Sunday, October 5, 2008

The Chicago way and Obama



John Kass:

Going into Tuesday's presidential debate, the campaign of Republican John McCain still suffers from the lousy economy and that Bush hanging ponderously from his neck.

With that going against him, he's running uphill, trying to remind Americans that he challenged his own party, and the Democrats, on corruption. Because of McCain's opposition to politicians who feed from the public trough, there is a road open to him Tuesday.It's the Chicago Way.

Obama definitely does not want to go there. It would be a forced march for him. Obama's gauzy references to Chicago involve baseball and where he met Michelle and those blissful hours he spent as a community organizer. What he doesn't want discussed is his evolution from independent Democrat to potential White House enabler of the corrupt Chicago Democratic machine.

The Chicago Way is a road the Beltway media establishment dare not travel. It must frighten them. It conflicts with their fairy tale about Obama as reformer, and they're much too busy rummaging through garbage cans in Alaska to bother about Chicago's political alleys.

But any child in Illinois knows the Chicago Way leads through the most politically corrupt city in America, in a politically corrupt state, where muscle trumps reason, where Democratic warlords brazenly promote their offspring into public office, where even souls are offered up for sale.

The national media have never wanted to understand, much less expose, political corruption here, or examine how Obama prospered under the Daley machine's guidance. A trip down the Chicago Way would force them to re-examine their ridiculous narrative that sets Obama as a political reformer riding a white horse, or is that a winged unicorn?

A tour of the Chicago Way isn't without risks for McCain. Though his supporters would say it puts Obama in proper context, Democrats would certainly cry "guilt by association." Yet the national urgency to view Obama as a political life-form several evolutionary rungs above Chicago's common political hacks is not only a mistake, it's disingenuous. So on Tuesday night, McCain might ask:

How, for example, could change agent Obama endorse the boss of the Chicago machine, Mayor Richard Daley, after Daley's friends and drinking buddies, white guys with mob connections, received $100 million in city affirmative action contracts, a crime that sent one of them to federal prison?

The mayor said there is no such thing as a machine. Does Obama truly believe there is no machine that runs Chicago and Cook County? Then he should declare it. And, if so, then how does he explain the Daley hacks sitting in federal prison for rigging thousands of city jobs?

...

Is Obama corrupt, the way the caricature of Chicago-style corruption is often drawn, with some beefeater alderman reeking of gin, stuffing an envelope into his breast pocket?
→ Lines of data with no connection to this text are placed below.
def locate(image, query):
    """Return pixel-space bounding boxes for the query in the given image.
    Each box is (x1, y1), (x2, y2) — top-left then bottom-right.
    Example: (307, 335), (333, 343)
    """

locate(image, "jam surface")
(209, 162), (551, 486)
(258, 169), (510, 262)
No, though he came close with Rezko in that smelly deal for the purchase of Obama's home.

But Obama looked the other way in order to prosper and assiduously avoided conflict with the machine to the point of embrace. In this, he offered Americans a glimpse at the real man inside that nice suit, the Chicago Way.
There can be no greater contrast with Sarah Palin who saw corruption and challenged it and Obama who saw and looked away. That is the tack I recommend to McCain. When has Obama ever challenged the Chicago way of politics? Never.